Digital Image Semantic Communications with Joint Source-Channel Coding and Constellation Optimization

Published: 01 Jan 2024, Last Modified: 10 Apr 2025WCSP 2024EveryoneRevisionsBibTeXCC BY-SA 4.0
Abstract: Recently developed semantic communication facilitates an intelligent and minimalist approach to meet the growing demands for future sixth-generation (6G) communication sys-tems. However, since the constraints of backpropagation during neural network training, the predominant approach of most extant studies are based on differentiable channel inputs, which is difficult to match with existing digital communication systems effectively.

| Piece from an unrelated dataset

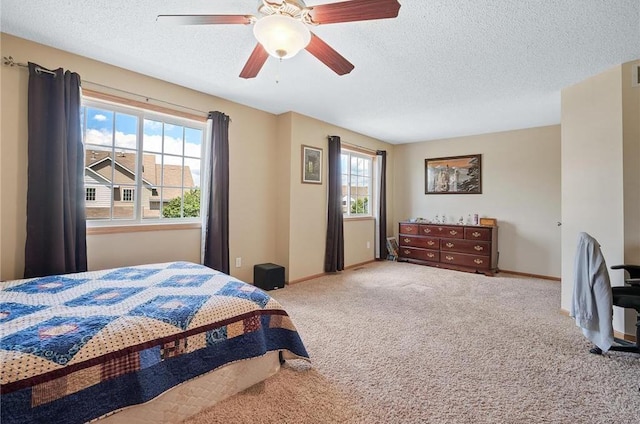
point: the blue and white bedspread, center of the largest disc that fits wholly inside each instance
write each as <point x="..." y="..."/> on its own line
<point x="75" y="347"/>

Meanwhile, the research on modulation techniques considering constellation optimization for digital semantic communication is still in the early stage. To deal with these issues, we propose a novel deep joint source-channel coding (DJSCC)-based digital semantic communication with considering constellation optimization, which is referred to as DJSCC-C. Firstly, the digital semantic communication system is introduced. Secondly, the DJSCC-C system is proposed for image transmission, which is trained with a newly-constructed loss function, aiming to improve the transmission rate in the digital semantic communication system as well as optimize the joint source-channel coding capability. Finally, simulation results are provided to verify the superiority of the proposed scheme for future design of digital semantic communication systems.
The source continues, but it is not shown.